We are told that suspending presentation of a Rector to the whole Great Grimsby Team and appointing a Priest-in-Charge instead is to leave open the possibility that a review of the use and deployment of ministry in the parish and how this affects ministry in the town might result in proposals for pastoral reorganisation. The legal process of consulting about the suspension hadn’t been completed when the advert for the post as Priest-in-Charge appeared, which I assume is a little unusual. Sensitive readers will understand that I’ve been expressing more anxiety about being properly involved in developing and being part of the review process.

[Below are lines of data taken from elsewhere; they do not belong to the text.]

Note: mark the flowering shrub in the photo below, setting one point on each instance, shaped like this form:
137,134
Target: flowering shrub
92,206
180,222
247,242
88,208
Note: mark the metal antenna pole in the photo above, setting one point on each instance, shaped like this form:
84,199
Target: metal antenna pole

The new post of Area Dean for the whole unitary authority of North East Lincolnshire parallels an appointment just made at the largest church in Scunthorpe for the neighbouring unitary authority of North Lincolnshire. The job description (which we were sent for comment just as it was going out to applicants) highlights two roles. That of representing the church in the civic, commercial and third sector life of North East Lincolnshire sits very well with the potential role of the Minister, although it will need handling sensitively alongside the job description of the Industrial Missioner (although not as much as in North Lincolnshire where it is in fact the Industrial Missioner who has been the valued member of its Local Strategic Partnership). That of being part of the creative strategic development of mission and ministry across the area as we respond to changing patterns of church life is again one about which it will be interesting to learn what the new incumbent thinks as he develops it alongside well established neighbours.

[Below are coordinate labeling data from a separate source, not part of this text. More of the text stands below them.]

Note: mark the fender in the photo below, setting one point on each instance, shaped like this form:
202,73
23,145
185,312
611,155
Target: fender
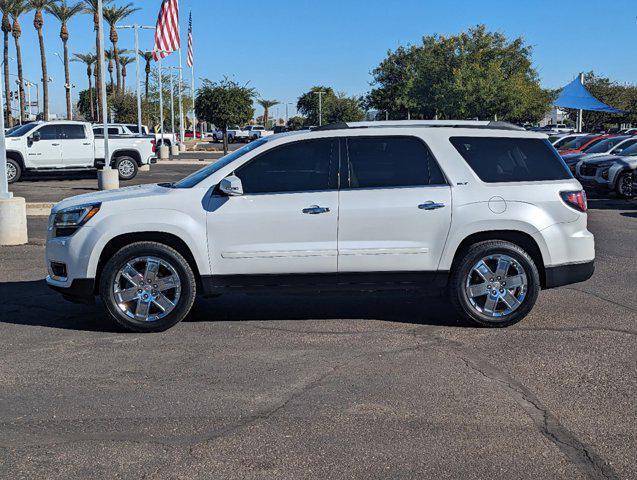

The Area Dean job description refers to a fourth part of the cumulative plan. It says the new priest ‘will be “released” from their pastoral ministry by the Grimsby Team becoming a “hub” for the training and formation of those new in ministry... the formation of the curates is being designed to model collaboration within the [two North East Lincolnshire] deaneries’. This is something well worth a separate post at some point. He would, of course, also be further released from his pastoral ministry if the review process results in detaching responsibility for the wider Team Ministry (including 30,000 parishioners, three daughter churches and some of the most deprived areas of town) which may well be part of the cumulative plan.

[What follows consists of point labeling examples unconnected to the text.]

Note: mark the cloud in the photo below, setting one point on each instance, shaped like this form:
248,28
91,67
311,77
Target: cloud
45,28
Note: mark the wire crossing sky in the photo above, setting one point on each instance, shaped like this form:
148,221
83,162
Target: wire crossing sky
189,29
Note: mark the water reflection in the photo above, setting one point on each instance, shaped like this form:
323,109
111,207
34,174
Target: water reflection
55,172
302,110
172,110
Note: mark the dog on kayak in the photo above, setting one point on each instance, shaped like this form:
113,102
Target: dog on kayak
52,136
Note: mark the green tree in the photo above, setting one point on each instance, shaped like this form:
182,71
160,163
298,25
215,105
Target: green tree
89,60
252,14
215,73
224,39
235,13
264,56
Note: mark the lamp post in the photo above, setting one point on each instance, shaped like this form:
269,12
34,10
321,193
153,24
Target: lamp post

Rather than be defensive or destructive, and rather than gossip and speculate, the Parochial Church Council in this parish recently agreed to offer him an early invitation to come and talk about what he thinks he has been asked to do and how we might best work together as he begins to do it. Interesting times.

Meanwhile, the latest fallen gravestone in St Michael’s is this one from 1943 near the south door. Lily Hubbard died in 1943 aged twenty-four and is buried next to her sister Alma who died in 1940 aged nineteen. The fall of Lily's gravestone drew my attention for the first time to the fact that it has words in Dutch on it: ‘Wel te rusten, lieveling’ (‘Sleep well, darling’); there must be a story behind that.